Natürlich sind es nicht nur die neun Konzerte auf der Spielbuden-Bühne. In 19 weiteren Clubs und Veranstaltungsorten finden an den vier Festivaltagen über 100 Konzerte statt. Viele werden live im Internet gestreamt – und 150.000 Menschen schalten dafür ein. Vor Ort sind es deutlich weniger: Gerade einmal 8000 Besucher:innen kommen physisch zum Festival. Verglichen mit den 50.000 im Vorjahr ist das quasi nichts. Daher wirkt auch vieles eher leer. Das Festival Village auf dem Heiligengeistfeld (mit zwei Bühnen: der kleinen Festival Village Fritz Bühne und der großen Festival Village Stage) ist nur wenig besucht. 30000 Quadratmeter stehen hier zur Verfügung. Normal passen hier locker bis zu 7000 Menschen hin. Zugelassen sind allerdings gerade einmal 1300.

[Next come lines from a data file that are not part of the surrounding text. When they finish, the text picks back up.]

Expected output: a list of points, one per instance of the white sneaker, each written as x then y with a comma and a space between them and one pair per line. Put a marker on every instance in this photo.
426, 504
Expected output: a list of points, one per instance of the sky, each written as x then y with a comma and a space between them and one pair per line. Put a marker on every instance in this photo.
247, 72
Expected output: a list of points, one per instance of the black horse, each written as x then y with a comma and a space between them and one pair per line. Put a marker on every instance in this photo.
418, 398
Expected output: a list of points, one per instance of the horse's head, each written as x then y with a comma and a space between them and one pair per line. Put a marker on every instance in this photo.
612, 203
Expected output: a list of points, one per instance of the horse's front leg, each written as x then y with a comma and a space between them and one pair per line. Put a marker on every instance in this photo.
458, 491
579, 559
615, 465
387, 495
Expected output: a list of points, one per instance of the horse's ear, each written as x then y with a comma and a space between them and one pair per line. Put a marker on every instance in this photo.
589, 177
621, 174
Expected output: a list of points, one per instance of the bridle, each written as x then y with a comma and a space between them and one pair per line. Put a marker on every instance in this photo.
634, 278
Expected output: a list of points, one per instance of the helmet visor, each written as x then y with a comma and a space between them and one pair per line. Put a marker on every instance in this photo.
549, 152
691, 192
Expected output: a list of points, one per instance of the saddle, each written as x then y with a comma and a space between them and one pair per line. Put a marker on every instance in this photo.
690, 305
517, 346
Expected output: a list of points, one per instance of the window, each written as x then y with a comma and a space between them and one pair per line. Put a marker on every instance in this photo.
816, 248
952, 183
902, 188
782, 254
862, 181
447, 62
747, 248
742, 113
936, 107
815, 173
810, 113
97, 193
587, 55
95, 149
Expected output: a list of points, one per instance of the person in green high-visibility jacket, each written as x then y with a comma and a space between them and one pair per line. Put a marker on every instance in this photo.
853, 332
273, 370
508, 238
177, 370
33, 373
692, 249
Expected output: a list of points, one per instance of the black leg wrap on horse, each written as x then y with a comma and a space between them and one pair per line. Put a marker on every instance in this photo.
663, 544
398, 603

Überall werden Kontaktdaten hinterlassen. Betritt man eine Venue, muss vorab ein QR-Code eingescannt werden. Erst nach Bestätigung und Kontrolle darf man eintreten. Das gleiche Spiel erneut beim Auschecken. Während es Mittwoch und Donnerstag noch ruhig war und die meisten Menschen ihre Wunschkonzerte sehen konnten, wurde es zum Wochenende deutlich voller. Die Schlangen wurden länger – und die enttäuschten Gesichter derjenigen, die nicht mehr hineingekommen sind, waren häufiger zu sehen. Doch trotz allem: Großer Protest oder Beleidigungen blieben aus. Die Sicherheitsleute berichten, dass sie gerade einen sehr entspannten Job hätten. Man könne sich mehr Zeit beim Einlass lassen, aber vor allem seien die Menschen verständiger und weniger aggressiv, wenn sie nicht hineinkämen. Vor allem aber: Man habe endlich wieder etwas zu tun. Das gilt für alle hier: Die Ton- und Lichttechniker, die Stagehands und Menschen hinter der Theke, genauso wie viele mehr, die dabei mithelfen, dass die Konzerte überhaupt stattfinden können.
Wie das alles dann finanziert wird? Vor allem durch Subventionierung von Bund und Ländern. Mit insgesamt 1,3 Millionen Euro wurde das Reeperbahn Festival in diesem Jahr bezuschusst.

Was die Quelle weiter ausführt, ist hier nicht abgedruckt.